Mr. Summer’s comments have tremendous implications for the role that American higher education will play in the American economy in the future. When the U.S. House of Representatives passed its version of a new health care bill, it legislated changes that impacted one sixth of the American economy. Separate out how and why this was done. Set aside the timing tied to the first 100 days of the new Trump Administration.

The facts are that the American economy is a little like a three-dimensional chessboard. Any move has a dramatic effect that must be comprehended on multiple levels.
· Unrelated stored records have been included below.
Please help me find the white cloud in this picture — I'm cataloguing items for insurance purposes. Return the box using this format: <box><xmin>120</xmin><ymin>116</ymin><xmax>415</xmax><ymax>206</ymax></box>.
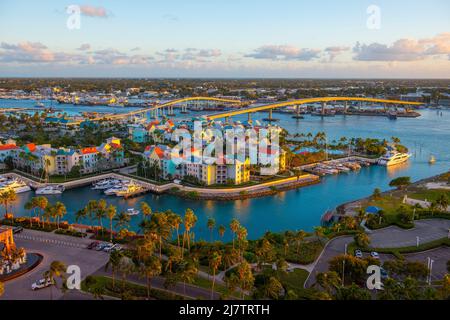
<box><xmin>245</xmin><ymin>45</ymin><xmax>321</xmax><ymax>61</ymax></box>
<box><xmin>353</xmin><ymin>33</ymin><xmax>450</xmax><ymax>61</ymax></box>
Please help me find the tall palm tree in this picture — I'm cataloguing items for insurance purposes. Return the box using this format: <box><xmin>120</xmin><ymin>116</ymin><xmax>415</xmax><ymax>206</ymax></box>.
<box><xmin>44</xmin><ymin>260</ymin><xmax>67</xmax><ymax>300</ymax></box>
<box><xmin>141</xmin><ymin>202</ymin><xmax>152</xmax><ymax>220</ymax></box>
<box><xmin>106</xmin><ymin>204</ymin><xmax>117</xmax><ymax>242</ymax></box>
<box><xmin>294</xmin><ymin>230</ymin><xmax>307</xmax><ymax>254</ymax></box>
<box><xmin>167</xmin><ymin>211</ymin><xmax>183</xmax><ymax>249</ymax></box>
<box><xmin>105</xmin><ymin>250</ymin><xmax>123</xmax><ymax>289</ymax></box>
<box><xmin>218</xmin><ymin>224</ymin><xmax>226</xmax><ymax>238</ymax></box>
<box><xmin>206</xmin><ymin>218</ymin><xmax>216</xmax><ymax>242</ymax></box>
<box><xmin>55</xmin><ymin>201</ymin><xmax>67</xmax><ymax>229</ymax></box>
<box><xmin>209</xmin><ymin>251</ymin><xmax>222</xmax><ymax>300</ymax></box>
<box><xmin>95</xmin><ymin>199</ymin><xmax>108</xmax><ymax>236</ymax></box>
<box><xmin>230</xmin><ymin>219</ymin><xmax>241</xmax><ymax>249</ymax></box>
<box><xmin>139</xmin><ymin>256</ymin><xmax>162</xmax><ymax>299</ymax></box>
<box><xmin>183</xmin><ymin>208</ymin><xmax>197</xmax><ymax>251</ymax></box>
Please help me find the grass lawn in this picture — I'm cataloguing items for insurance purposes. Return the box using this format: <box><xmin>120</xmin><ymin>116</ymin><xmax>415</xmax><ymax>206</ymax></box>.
<box><xmin>408</xmin><ymin>189</ymin><xmax>450</xmax><ymax>201</ymax></box>
<box><xmin>192</xmin><ymin>276</ymin><xmax>244</xmax><ymax>299</ymax></box>
<box><xmin>81</xmin><ymin>276</ymin><xmax>186</xmax><ymax>300</ymax></box>
<box><xmin>278</xmin><ymin>269</ymin><xmax>315</xmax><ymax>299</ymax></box>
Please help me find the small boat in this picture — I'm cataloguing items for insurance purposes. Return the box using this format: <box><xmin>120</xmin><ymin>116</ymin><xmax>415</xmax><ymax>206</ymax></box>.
<box><xmin>125</xmin><ymin>208</ymin><xmax>140</xmax><ymax>216</ymax></box>
<box><xmin>0</xmin><ymin>179</ymin><xmax>31</xmax><ymax>193</ymax></box>
<box><xmin>35</xmin><ymin>185</ymin><xmax>64</xmax><ymax>195</ymax></box>
<box><xmin>428</xmin><ymin>155</ymin><xmax>436</xmax><ymax>164</ymax></box>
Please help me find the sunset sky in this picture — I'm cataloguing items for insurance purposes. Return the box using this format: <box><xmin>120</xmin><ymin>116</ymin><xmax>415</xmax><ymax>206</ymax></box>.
<box><xmin>0</xmin><ymin>0</ymin><xmax>450</xmax><ymax>78</ymax></box>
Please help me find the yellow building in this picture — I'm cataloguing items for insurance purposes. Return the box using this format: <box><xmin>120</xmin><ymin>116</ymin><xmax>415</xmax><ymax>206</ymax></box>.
<box><xmin>0</xmin><ymin>226</ymin><xmax>15</xmax><ymax>253</ymax></box>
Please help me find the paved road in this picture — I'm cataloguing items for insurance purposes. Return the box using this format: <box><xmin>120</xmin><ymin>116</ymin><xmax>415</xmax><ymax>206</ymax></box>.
<box><xmin>305</xmin><ymin>219</ymin><xmax>450</xmax><ymax>287</ymax></box>
<box><xmin>1</xmin><ymin>230</ymin><xmax>108</xmax><ymax>300</ymax></box>
<box><xmin>370</xmin><ymin>219</ymin><xmax>450</xmax><ymax>248</ymax></box>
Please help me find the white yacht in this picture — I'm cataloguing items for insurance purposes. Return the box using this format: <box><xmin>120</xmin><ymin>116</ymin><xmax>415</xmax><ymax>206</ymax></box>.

Higher Education Is Foundation of U.S. Economic Competitiveness

There’s much at stake for higher education that reaches beyond the different political philosophy, chronic dysfunction, and incremental governmental bureaucratic practices. From an economic perspective, higher education plays two important roles in the American economy:

  • The first is that it trains an educated workforce through programs that adjust this education to evolving economic needs.
  • The second is that the “eds and meds” complexes of America largely moved the American economy – and the regions that they support — into a competitive post-industrial global economy. They are the foundation for the future of American competitiveness in a global market.

These “eds and meds” centers of innovation and creativity are typically in urban, blue states or in regions where the voters historically vote or are trending blue. They inhabit one side of a cultural divide in an anxious America. They welcome immigrants, many of whom provide the talent and skill sets to keep the “eds and meds” miracle happening. As such, the “eds and meds” community has a great deal at stake as the states and the federal government move the chess pieces around.

Many in the western U.S. repeat a saying that is pertinent to this discussion: “I’m from the government and I’m here to help.” But, in fact, government at all levels does have the perspective and resources that can move the needle.

What government lacks are the courage and consensus to put an investment strategy in place. Government funding is a rationing tool built on an annual funding cycle. This hardly supports imaginative and enlightened government policy and programs.

We can have the debate over whether higher taxes, deficit funding, or better economic growth will ultimately pay the investment bill. But America must get over its deeply partisan divide to support what drives the American economy.

Mr. Summers was right. Having the vision and confidence to invest strategically — despite the competing pressures on government budgets — makes sense. Combining the social and cultural need to invest in better schools with the economic necessity to make infrastructure and life science investments is a sane path forward.

This article first appeared on the Edvance Foundation blog.

4 thoughts on “Larry Summers Is Right About This Investment Advice

  1. Larry Summers, as usual, is wrong, but he manages to accidentally stumble across a correct policy once in a while. Summers, as one of those centrist neoliberal economists who failed the working class and embraced the de-regulation of wealthy corporations, can certainly see that Trump’s attacks on Obamacare and attacks on regulation will mean much higher medical costs and big profits for the biotech industry. Summers wants to see more public funding of this research that leads to bigger profits for his friends and his Harvard. Meanwhile, he warns about “soak the rich” policies after decades of helping the rich soak us.